People try to reproduce art all the time (I’ve done it many times and it’s a bit more of the “nailed it!” meme than actually nailing it). It’s only a crime if:
So, knock yourself out and tape up that banana!
Don’t be surprised to find that the old saying is really true: Time flies like an arrow, fruit flies like a banana.
So it’s only forgery if I try to sell it? If I did it just for my own personal viewing (assuming that I found pleasure in looking at a banana duct taped to a wall) then it’s not considered forgery?
I’m reminded of an argument I had with the teacher of a course in Aesthetics I took in college. I maintained that if someone painted something that was, at least to my eyes, indistinguishable from an original painting then it was just as pleasing as the original and, to me, just as valuable. The teacher said that if I knew it was a copy I should not be able to consider it as pleasing as the original.
Yep. Producing works of visual art that are manual reproductions for your own pleasure and education is not only legal, it’s generally part of the curriculum in art school. I’ve still got a copy of Goya’s Saturn Eating His Children that I did in college.
Now, I imagine I could sell that reproduction as long as I made sure that the buyer knew that I produced it and not Goya. The part I’m not sure of is whether you could tape two bananas to the wall, call it “Comedian (after Cattelan)”, and sell it as your own work.
I saw an article quoting the artist who created Comedian
“It’s a provocation that invites us to reflect on the value of art and the dynamics of (this) market, pushing us to question what this work says about us as viewers,” [Maurizio] Cattelan told Italian daily La Repubblica.
He also said of the piece
“It’s the market that has decided to take a banana stuck on the wall so seriously. If the system is so frail to slip on a banana skin, maybe it was already slippery,” Cattelan added.
On a conceptual level, I really don’t have a big issue with the banana duct taped to the wall and calling it “comedian” (harkening back to the old show biz term ‘top banana’, meaning the comedian most in demand). It’s cute. There’s a ‘message’ and we get it. If it was a charity auction benefitting some worthy cause, we’d probably even applaud its sale at seven figures. It’s just when I look at its sale in the private sphere where talented artists are competing for the top spots that I take issue. It’s not unlike the millionaires that throw a ball around on tv. Sure, there’s some limited entertainment value there, but nowhere near the societal resources that are being dedicated to them. Those resources could be used SO MUCH more effectively elsewhere to improve humanity’s condition.
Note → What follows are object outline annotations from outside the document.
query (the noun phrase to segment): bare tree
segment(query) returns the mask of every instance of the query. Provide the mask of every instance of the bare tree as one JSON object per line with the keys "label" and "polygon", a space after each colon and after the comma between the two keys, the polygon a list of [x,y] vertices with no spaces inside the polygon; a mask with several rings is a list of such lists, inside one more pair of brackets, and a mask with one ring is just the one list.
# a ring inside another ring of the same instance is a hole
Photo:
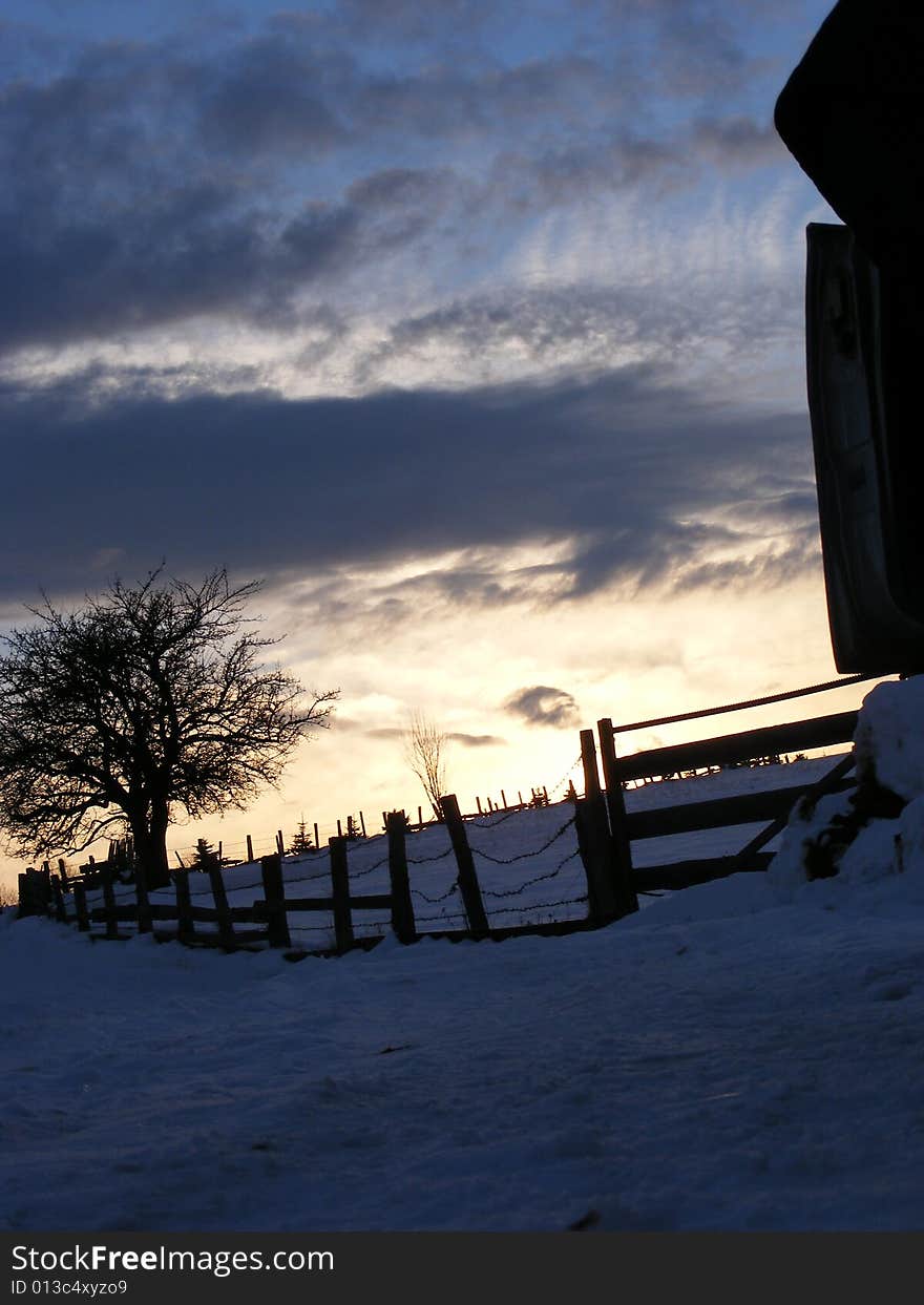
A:
{"label": "bare tree", "polygon": [[244,809],[278,782],[338,692],[261,664],[275,641],[241,633],[258,589],[231,589],[223,569],[200,585],[158,569],[72,615],[29,608],[38,624],[0,656],[0,825],[16,851],[80,852],[120,826],[155,886],[175,806]]}
{"label": "bare tree", "polygon": [[411,713],[405,732],[405,758],[424,787],[437,820],[442,820],[440,799],[446,793],[446,744],[449,736],[423,711]]}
I kind of figured it was more riffing on the idea of a guy slipping on a banana peel and windmilling his arms while making a woah-OAH-oah-OAH-oah sound.
A wise man once said, in contemplation of a piece of modern art, “It’s not art. it just looks like art!”
A dog licking its genitals, an airplane crash, or a Buddhist monk setting himself on fire also “evoke an emotion, or start a conversation, or inspire a thought”. Are they art? or more to the point of “Banana on Wall, (mixed media)” is it a emotion, thought or conversation that means anything? “It’s art, but is it good art?” A 7 figure price, or strangers discussing it on a message board, do not in and of itself make it good art.
For comparison’s sake, I saw a composition in the Art Institute of Chicago’s modern wing last year, meant to be a portrait of the artist’s lover, that consisted of about 175 lbs of wrapped penny candies in a big pile. The contents of the pile are not fixed, as patrons are permitted to take from the pile and it must be occasionally replenished.